Connected objects for better patient care, intelligent software capable of making a diagnosis without the intervention of a doctor, robotic assistance during surgical operations…
As for transport, the world of work or that of leisure, the field of health is today in full revolution: that of robotics and artificial intelligence. Increasingly used by practitioners to help them diagnose pathologies or practice care, telemedicine is not free of limitations or criticisms. Many are those to point to an increasingly dehumanized report of medicine or to recall the risk of hacking to which these connected objects expose.
Contrasting results
But what do the French really think? To find out the answer, researchers from the Assistance Publique Hôpitaux de Paris (AP-HP) interviewed 1,200 participants in the “Community of Patients for Research” (ComPaRe) cohort followed for various pathologies and who regularly answered questionnaires on health. Their results are published in the journal Nature Digital Medicine.
The result is much more nuanced than one might think. Asked about the use of new technologies in the fields of health and medicine, 47% of respondents consider that artificial intelligence and connected objects are a great opportunity for progress for health. They also consider these new tools to be useful for “improving their follow-up and the responsiveness of care”. 11%, however, consider them dangerous. They fear in particular an “inappropriate replacement of human intelligence”, “significant risks of hacking” of personal data or even “misuse of health data by third parties”.

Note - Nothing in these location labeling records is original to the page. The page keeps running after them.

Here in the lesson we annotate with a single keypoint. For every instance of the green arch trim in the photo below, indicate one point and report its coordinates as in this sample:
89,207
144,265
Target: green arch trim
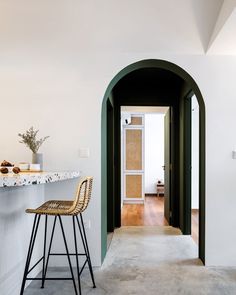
166,65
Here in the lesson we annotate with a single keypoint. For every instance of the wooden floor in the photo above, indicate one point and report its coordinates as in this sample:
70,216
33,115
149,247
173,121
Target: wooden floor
152,213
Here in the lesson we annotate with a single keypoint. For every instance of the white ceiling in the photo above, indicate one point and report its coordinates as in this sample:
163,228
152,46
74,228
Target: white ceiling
145,110
65,27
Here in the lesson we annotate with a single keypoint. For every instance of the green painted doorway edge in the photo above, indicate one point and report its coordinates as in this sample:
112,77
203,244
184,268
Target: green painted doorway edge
165,65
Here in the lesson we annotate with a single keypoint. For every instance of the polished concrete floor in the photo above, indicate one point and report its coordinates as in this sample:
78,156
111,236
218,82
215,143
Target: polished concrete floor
148,261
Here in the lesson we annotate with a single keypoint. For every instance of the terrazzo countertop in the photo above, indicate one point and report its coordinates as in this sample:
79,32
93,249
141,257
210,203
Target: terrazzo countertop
29,178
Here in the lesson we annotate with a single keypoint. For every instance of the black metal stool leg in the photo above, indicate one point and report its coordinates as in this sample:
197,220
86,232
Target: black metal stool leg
30,251
68,255
76,254
49,250
87,249
44,250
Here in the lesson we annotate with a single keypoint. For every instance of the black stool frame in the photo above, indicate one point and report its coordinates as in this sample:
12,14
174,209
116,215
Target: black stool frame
45,258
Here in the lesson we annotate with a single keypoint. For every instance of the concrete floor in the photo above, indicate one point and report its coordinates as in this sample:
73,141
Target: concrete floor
148,261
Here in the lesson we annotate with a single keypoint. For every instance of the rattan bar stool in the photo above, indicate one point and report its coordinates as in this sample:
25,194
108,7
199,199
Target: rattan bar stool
59,208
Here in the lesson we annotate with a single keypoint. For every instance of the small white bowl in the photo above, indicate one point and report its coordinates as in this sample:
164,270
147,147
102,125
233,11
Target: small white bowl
24,166
35,167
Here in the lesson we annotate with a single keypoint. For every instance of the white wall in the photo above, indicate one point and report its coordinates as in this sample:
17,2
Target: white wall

The fear of dehumanized medicine
A very large majority of French people are also opposed to a totally connected medicine, in which the relationship to care would be fully automated and therefore dehumanized. 78% of respondents said they refused to adhere to care provided without any human intervention.
To find out more about the limits that patients pose to the use of new technologies in the practice of care, the researchers offered them four tools on which they had to give their opinion. The first is software capable of analyzing photographs to diagnose possible skin cancer, the second consists of connected sensors to respond to chronic diseases, a connected shirt to control physiotherapy care and finally a conversational robot to establish independent diagnostics.
35% of patients responding to the survey would refuse at least one of these four tools and 41% would use them only if their use is controlled by a human. Conversely, 22% of participants said they agreed to use one of these new tools without human control and only 3% said they agreed to accept everything, without human control.
For the authors of the study, these results demonstrate the need to better “take into account the perceptions and needs of patients”, to “make the most of technology without calling into question the human relationship in the medical act, create an additional burden or interfere in the lives of patients”.